Assignment 7: Autencoders

In this assignment, you will implement various autoencoder architectures on our beloved MNIST data. In particular, you will gain some insight into the problem of training convolutional autoencoders.

Autoencoders in Tensorflow

Building autencoders in Tensorflow is pretty simple. You need to define an encoding based on the input, a decoding based on the encoding, and a loss function that measures the distance between decoding and input. A common choice for image data is simply the mean squared error. To start off, you could try simple MLPs. Note that you are in no way obliged to choose the “reverse” encoder architecture for your encoder; e.g. you could use a 10-layer MLP as an encoder and a single layer as a decoder if you wanted. Note: The activation function of the last decoder layer is very important, as it needs to be able to map the input data range. The MNIST data that comes with Tensorflow should already be floats in the range [0, 1]. However, if you use the data we provided for earlier assignments, you should divide all images by 255.0 since the data is stored as ints in [0, 255] instead. Having data in the range [0, 1] allows you to use a sigmoid output activation, for example. Experiment with different activations such as sigmoid, relu or linear (no) activation and see how it affects the model.

Keep in mind that the cost is not a good proxy for the “quality” of an autoencoder; instead you need to get an impression of what the model learned. Note that if you use a single-layer decoder, its weight matrix will be h_dim x 784 and each of the h_dim rows can be reshaped to 28x28 to get an impression of what kind of image the respective hidden dimension represents. The same holds for the encoder of course, which in the single-layer case will have a 784 x h_dim weight matrix.

Convolutional Autoencoders

Next, you should switch to a convolutional encoder/decoder to make use of the fact that we are working with image data. The encoding should simply be one or more convolutional layers, with any filter size and number of filters. The “inverse” of a tf.layers.conv2d is tf.layers.conv2d_transpose. Again, there is no requirement to make the parameters of encoder and decoder “fit”, e.g. you don’t need to use the same filter sizes. As long as you use “same” padding and unit strides, there should be no problems with input/output shapes mismatching. The last convolutional transpose should have only one filter to go back to what is basically black-and-white image space (one channel, like the MNIST input). Note that pooling cannot be reverted that easily, so you should not use it here. Also, to achieve decent visualizations, you should aim for shallow networks with large filters (e.g. one layer each for encoder and decoder with 11x11 filters). Take note of the cost value the network achieves, and visualize the learned filters. Find an explanation for your observations.
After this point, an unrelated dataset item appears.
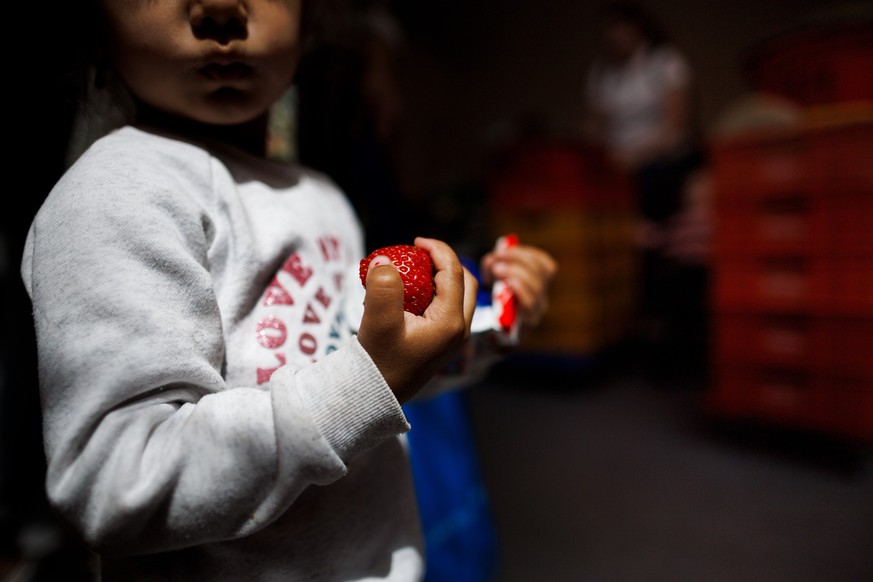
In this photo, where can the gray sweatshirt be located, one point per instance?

Winner-Take-All Autoencoders

As you should have seen, unregularized convolutional autoencoders don’t learn interesting filters. One way of regularizing is by enforcing extremely sparse activations. Read the paper on Winner-Take-All Autoencoders (an understanding of the method is enough, no need to read e.g. the experiments in detail) and implement this scheme. You only need to implement spatial sparsity for convolutional networks; lifetime sparsity is optional. However, it might actually be easier to start with implementing fully-connected WTA autoencders with lifetime sparsity, and you may be able to resuse this functionality for the convolutional variant. Implementing any of these parts requires some careful manipulation of tensors and indices and is a good exercise in and of itself. Some hints:

For spatial sparsity, flatten the spatial dimensions (i.e. reshape from batch x filters x w x h to batch x filters x w*h) and use tf.max/tf.argmax over the dimension to get the maximum value and its location for each input and feature map.
For lifetime sparsity, tf.nn.top_k should be interesting. Note that WTA autoencoders are defined in terms of a sparsity proportion, whereas top_k takes an integer k, so you will need to convert between the two.
tf.scatter_nd allows you to fill a mostly-zero tensor with a selection of values at specific indices. This function can be hard to understand in its full generality, and building appropriate index arrays requires some careful tinkering. It it is probably easiest to restrict the use of scatter to filling up 1D arrays, and use tf.unstack and tf.stack to take apart/build up higher-dimensional arrays.

Experiment with different sparsity settings and see how the learned filters are affected. If you want to go the extra mile, you could even compare the learned filters and/or embedding spaces (remember the TensorBoard Projector!) of autoencoders with a comparable classification model (i.e. the encoder followed by a softmax classification layer) or even use a trained encoder to initialize the weights of such a model.